Incluso dentro de mi propia organización han habido cientos de debates para que las mujeres podamos ocupar cargos de representación formal y de toma de decisiones.

De hecho, hasta la reforma de nuestro estatuto interno en 2022, que implicó la paridad, la ocupación de cargos en la conducción no era proporcional con la cantidad de mujeres afiliadas. ATE cumplirá el año que viene un siglo representando a 350.000 estatales en todo el país y, por primera vez, una mujer ocupa un lugar en la Secretaría General.
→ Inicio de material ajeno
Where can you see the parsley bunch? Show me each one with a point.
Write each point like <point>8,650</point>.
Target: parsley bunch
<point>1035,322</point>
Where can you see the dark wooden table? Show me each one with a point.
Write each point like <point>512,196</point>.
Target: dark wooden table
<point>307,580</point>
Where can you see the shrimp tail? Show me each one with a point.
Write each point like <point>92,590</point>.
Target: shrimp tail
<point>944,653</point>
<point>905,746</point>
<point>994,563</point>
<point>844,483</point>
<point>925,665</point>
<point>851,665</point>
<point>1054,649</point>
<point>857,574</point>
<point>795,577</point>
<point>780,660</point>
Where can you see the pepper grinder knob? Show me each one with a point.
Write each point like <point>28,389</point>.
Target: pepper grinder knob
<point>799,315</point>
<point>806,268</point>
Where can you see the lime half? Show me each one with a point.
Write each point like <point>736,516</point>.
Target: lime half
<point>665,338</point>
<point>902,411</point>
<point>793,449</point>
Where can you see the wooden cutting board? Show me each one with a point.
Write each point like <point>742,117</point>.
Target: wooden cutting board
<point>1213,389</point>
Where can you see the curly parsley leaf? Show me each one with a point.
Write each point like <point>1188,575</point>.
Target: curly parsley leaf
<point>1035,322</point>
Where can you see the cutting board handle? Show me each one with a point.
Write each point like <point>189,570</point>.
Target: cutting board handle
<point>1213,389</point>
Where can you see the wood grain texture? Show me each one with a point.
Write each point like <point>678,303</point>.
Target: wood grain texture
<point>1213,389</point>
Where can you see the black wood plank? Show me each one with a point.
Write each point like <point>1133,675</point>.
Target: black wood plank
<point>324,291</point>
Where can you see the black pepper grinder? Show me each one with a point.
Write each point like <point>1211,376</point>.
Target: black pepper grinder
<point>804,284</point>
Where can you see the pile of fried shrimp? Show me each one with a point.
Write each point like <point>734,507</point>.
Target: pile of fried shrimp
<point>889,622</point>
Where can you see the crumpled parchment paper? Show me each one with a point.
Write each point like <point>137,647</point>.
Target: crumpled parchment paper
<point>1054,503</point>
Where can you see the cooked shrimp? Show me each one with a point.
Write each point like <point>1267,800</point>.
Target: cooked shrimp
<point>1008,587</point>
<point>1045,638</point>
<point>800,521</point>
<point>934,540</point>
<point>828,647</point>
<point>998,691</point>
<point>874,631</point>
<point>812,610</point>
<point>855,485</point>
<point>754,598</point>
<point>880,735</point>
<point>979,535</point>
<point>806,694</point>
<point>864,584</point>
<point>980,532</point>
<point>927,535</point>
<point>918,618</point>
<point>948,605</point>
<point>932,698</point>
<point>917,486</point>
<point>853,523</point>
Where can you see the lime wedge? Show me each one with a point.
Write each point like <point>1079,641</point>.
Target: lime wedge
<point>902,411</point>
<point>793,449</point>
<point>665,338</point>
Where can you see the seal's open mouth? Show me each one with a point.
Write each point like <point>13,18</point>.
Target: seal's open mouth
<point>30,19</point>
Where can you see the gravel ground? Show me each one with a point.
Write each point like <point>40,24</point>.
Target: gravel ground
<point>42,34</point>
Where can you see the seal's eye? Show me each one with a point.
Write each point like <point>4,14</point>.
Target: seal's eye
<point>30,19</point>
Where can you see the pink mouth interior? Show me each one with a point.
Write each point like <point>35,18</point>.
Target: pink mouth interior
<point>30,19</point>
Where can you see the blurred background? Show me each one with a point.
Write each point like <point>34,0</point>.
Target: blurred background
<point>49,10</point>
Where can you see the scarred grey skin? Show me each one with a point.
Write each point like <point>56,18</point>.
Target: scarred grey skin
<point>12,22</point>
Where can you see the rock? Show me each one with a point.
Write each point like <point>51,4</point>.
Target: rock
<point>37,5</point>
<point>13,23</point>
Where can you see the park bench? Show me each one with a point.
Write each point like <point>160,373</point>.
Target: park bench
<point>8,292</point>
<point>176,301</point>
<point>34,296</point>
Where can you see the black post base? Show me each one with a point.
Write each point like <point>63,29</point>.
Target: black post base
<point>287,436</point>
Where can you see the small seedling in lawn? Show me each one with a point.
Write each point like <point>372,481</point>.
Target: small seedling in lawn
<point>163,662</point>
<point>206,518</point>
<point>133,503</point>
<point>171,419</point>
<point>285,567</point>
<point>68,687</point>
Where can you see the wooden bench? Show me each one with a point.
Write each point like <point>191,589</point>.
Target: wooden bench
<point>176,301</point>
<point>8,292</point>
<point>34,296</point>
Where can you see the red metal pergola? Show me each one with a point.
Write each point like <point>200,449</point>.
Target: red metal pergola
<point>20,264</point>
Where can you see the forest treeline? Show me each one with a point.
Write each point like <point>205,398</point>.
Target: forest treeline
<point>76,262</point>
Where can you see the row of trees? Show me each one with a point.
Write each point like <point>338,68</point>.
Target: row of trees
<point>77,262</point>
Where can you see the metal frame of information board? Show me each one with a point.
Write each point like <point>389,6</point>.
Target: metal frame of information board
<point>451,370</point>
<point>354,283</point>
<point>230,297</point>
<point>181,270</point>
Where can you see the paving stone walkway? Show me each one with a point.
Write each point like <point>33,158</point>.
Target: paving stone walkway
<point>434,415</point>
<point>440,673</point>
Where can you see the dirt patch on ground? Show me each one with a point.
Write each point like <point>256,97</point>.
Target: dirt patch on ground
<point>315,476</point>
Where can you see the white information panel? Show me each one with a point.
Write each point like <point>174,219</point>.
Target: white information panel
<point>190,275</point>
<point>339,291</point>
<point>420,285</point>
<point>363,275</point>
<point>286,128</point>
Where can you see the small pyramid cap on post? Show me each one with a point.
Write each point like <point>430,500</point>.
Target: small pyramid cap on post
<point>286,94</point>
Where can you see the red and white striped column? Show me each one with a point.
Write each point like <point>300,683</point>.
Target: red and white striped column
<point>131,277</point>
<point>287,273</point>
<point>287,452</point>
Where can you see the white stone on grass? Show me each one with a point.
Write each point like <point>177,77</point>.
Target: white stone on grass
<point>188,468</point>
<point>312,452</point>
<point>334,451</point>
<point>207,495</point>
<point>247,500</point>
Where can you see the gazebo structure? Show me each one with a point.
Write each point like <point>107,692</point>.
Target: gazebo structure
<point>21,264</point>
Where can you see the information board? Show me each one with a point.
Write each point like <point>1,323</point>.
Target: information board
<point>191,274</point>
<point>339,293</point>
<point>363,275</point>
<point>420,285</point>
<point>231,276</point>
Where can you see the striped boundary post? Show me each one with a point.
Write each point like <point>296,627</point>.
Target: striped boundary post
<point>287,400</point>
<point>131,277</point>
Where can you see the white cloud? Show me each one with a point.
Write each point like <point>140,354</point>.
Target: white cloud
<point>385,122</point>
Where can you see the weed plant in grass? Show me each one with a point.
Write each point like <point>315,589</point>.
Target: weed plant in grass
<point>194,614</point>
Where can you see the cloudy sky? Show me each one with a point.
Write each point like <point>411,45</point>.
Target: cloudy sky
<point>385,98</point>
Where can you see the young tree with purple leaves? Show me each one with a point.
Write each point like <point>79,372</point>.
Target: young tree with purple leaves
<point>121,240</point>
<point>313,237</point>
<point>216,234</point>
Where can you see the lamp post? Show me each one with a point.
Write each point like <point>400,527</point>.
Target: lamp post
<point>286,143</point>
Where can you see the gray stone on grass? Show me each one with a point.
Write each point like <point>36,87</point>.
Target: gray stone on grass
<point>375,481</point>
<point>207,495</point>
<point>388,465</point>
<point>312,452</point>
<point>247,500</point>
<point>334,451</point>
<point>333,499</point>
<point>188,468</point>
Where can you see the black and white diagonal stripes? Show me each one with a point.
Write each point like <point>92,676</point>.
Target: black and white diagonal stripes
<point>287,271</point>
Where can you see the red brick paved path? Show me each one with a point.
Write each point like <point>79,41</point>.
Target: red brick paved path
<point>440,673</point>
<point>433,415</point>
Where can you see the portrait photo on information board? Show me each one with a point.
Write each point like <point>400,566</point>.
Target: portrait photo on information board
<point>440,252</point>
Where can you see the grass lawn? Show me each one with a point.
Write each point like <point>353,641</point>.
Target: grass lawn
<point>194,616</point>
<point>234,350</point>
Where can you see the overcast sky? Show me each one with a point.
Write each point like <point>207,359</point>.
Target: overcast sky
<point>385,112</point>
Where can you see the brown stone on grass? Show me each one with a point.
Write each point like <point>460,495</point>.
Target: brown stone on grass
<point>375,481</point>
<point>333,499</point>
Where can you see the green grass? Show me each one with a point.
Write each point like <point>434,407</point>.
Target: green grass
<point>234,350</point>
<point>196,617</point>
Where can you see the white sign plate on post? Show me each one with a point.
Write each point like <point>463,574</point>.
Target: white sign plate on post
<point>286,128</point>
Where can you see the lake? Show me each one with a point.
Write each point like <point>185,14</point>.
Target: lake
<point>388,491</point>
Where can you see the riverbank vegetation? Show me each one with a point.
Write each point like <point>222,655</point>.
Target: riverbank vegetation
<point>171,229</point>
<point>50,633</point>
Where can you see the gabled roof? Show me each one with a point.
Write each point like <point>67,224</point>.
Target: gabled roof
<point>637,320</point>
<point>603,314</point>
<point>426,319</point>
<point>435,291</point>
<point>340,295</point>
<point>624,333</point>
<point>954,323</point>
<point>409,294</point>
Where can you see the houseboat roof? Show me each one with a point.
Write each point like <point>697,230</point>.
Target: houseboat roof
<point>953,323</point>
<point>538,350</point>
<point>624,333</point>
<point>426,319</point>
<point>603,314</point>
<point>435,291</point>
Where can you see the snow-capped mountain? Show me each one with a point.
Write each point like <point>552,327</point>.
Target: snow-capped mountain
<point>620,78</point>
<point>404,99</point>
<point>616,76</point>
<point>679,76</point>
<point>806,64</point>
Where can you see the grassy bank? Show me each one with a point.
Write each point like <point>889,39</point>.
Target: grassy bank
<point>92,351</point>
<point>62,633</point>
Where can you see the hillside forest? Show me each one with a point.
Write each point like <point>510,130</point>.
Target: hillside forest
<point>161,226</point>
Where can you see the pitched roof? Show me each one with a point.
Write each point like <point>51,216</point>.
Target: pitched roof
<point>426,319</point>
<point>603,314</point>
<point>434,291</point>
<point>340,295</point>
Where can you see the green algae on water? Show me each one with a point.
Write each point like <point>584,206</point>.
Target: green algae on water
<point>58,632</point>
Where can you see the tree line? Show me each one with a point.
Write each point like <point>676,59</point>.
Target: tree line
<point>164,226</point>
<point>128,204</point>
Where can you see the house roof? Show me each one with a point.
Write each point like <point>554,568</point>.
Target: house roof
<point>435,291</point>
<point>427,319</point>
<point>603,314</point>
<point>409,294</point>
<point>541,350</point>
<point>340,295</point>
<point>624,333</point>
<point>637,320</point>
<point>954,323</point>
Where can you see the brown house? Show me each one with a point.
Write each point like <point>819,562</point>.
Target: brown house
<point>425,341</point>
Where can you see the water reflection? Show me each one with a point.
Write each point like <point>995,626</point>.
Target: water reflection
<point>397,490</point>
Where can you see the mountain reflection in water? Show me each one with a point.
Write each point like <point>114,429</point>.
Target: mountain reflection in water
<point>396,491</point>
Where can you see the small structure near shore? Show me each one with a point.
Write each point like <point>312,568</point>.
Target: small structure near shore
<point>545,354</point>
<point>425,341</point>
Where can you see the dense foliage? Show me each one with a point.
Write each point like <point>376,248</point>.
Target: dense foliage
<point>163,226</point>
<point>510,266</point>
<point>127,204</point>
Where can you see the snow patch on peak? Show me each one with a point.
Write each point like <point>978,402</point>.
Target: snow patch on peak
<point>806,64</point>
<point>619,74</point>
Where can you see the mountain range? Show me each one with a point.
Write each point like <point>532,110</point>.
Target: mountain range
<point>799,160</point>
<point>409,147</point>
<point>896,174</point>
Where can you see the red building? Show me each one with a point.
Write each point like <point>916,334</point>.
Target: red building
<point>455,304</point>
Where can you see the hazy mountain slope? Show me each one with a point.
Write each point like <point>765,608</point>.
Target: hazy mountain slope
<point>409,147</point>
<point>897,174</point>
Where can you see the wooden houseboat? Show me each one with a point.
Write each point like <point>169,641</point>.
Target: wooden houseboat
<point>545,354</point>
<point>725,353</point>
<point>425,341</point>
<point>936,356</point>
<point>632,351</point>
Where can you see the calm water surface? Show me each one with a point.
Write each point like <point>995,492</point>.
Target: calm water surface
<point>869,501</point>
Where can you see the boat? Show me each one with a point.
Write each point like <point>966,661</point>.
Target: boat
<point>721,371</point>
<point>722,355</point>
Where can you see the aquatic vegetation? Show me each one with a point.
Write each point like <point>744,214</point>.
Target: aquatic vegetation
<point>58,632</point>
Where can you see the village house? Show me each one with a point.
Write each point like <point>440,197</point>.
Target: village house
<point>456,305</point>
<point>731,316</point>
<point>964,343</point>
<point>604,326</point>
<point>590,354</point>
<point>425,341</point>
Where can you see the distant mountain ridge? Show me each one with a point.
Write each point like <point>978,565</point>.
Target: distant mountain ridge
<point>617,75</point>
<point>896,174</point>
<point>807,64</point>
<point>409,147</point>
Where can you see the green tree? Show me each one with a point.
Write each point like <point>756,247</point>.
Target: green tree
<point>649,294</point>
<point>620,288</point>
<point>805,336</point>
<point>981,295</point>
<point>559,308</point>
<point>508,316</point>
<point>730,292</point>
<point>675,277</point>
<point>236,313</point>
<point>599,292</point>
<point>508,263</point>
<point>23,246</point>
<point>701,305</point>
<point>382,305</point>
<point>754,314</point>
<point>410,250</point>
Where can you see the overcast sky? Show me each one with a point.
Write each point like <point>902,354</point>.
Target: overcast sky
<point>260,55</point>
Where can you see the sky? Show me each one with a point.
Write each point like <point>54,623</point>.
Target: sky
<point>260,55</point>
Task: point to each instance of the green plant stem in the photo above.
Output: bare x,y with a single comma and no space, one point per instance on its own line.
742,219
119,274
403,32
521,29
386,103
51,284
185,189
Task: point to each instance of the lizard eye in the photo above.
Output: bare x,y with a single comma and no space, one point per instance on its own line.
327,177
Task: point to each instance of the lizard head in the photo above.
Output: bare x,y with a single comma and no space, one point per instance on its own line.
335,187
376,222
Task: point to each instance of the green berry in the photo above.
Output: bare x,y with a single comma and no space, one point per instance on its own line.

Ahora bien, tener un cargo no significa tener poder: el poder se construye en grupo, de manera colectiva.

Nuevas derechas, viejos discursos

Desde la aparición o irrupción de esta nueva derecha libertaria, en diversos ámbitos se han tratado de comprender los discursos de odio y de legitimación de la violencia, pero lo que ha causado mayor impacto ha sido la apropiación de cánticos, expresiones y de una vasta simbología que se le ha asignado históricamente a los movimientos más bien de izquierda.

Durante la pandemia irrumpieron en el espacio público: fueron los únicos que salieron a manifestarse por declararse antivacunas y hasta ese momento, eran tan desconocidos como el virus del COVID-19. Sin embargo, lograron reflotar discursos que yacían en lo más profundo del ADN de nuestra sociedad: el desprecio al Estado y a sus trabajadores, el odio al movimiento feminista, a los sindicatos y a los partidos políticos tradicionales.

Durante la pandemia también, todas las expresiones culturales, de encuentro, debate, de lazos sociales, se rompieron y aparecieron nuevas formas de relacionarse, de consumos, en muchos casos desconocidos, en otros no, que tuvieron que ver con la irrupción de los videos en redes sociales, el zoom, meet, streaming, jitsi, youtube, twitch, tiktok, y la lista sigue. Aún así, logramos la sanción del aborto legal, seguro y gratuito.

Planificado o no, comenzó un proceso de individualismo y de éxtasis frente al mundo virtual que borró los viejos modos de encontrarse y debatir. Jóvenes -y no tanto- utilizaron novedosas plataformas para afianzar la deshumanización y que prime la violencia. La libertad ahora sería de mercado, ya no seríamos sujetos de derechos sino de consumo y los estatales, que fuimos quienes pusimos el cuerpo durante la pandemia, aún con salarios magros, con contrataciones precarias, los ñoquis del Estado.

Las universidades sin presupuesto con recortes en horas cátedras, por ende contenidos, y  por consiguiente salarios. La pauta a los medios también fue recortada ni bien asumieron por lo  que sólo sobreviven “los más fuertes” o lo que obtienen pautas de otras empresas y la agencia de medios públicos disuelta. La información ahora es sesgada, pensada por supuesto como un bien de consumo y no un derecho y como si fuera poco, la red social X, de donde se nutren muchos y muchas periodista, pertenece al magnate Elon Musk, amigo personal del Presidente, quien ya lanzó Starlink, el servicio de conectividad satelital.

La pregunta es: ¿En qué momento nuestro Estado, instituciones, salud y educación pública dejaron de tener prestigio para los propios argentinos y argentinas? ¿Cómo fue que el odio y la violencia escalaron tan alto? ¿Qué clase de humanidad somos que celebra la muerte, y legitima la burla y discriminación? ¿Somos capaces de renacer, generar nuevos vínculos, pensarnos de otra manera?

Este 8 de marzo, Día Internacional de la mujer trabajadora, valoremos el legado de quienes han luchado en defensa de la vida y la igualdad y dejemos la huella para que nuevas generaciones conozcan la historia y luchen en defensa de nuestros territorios, nuestro Estado y la vida.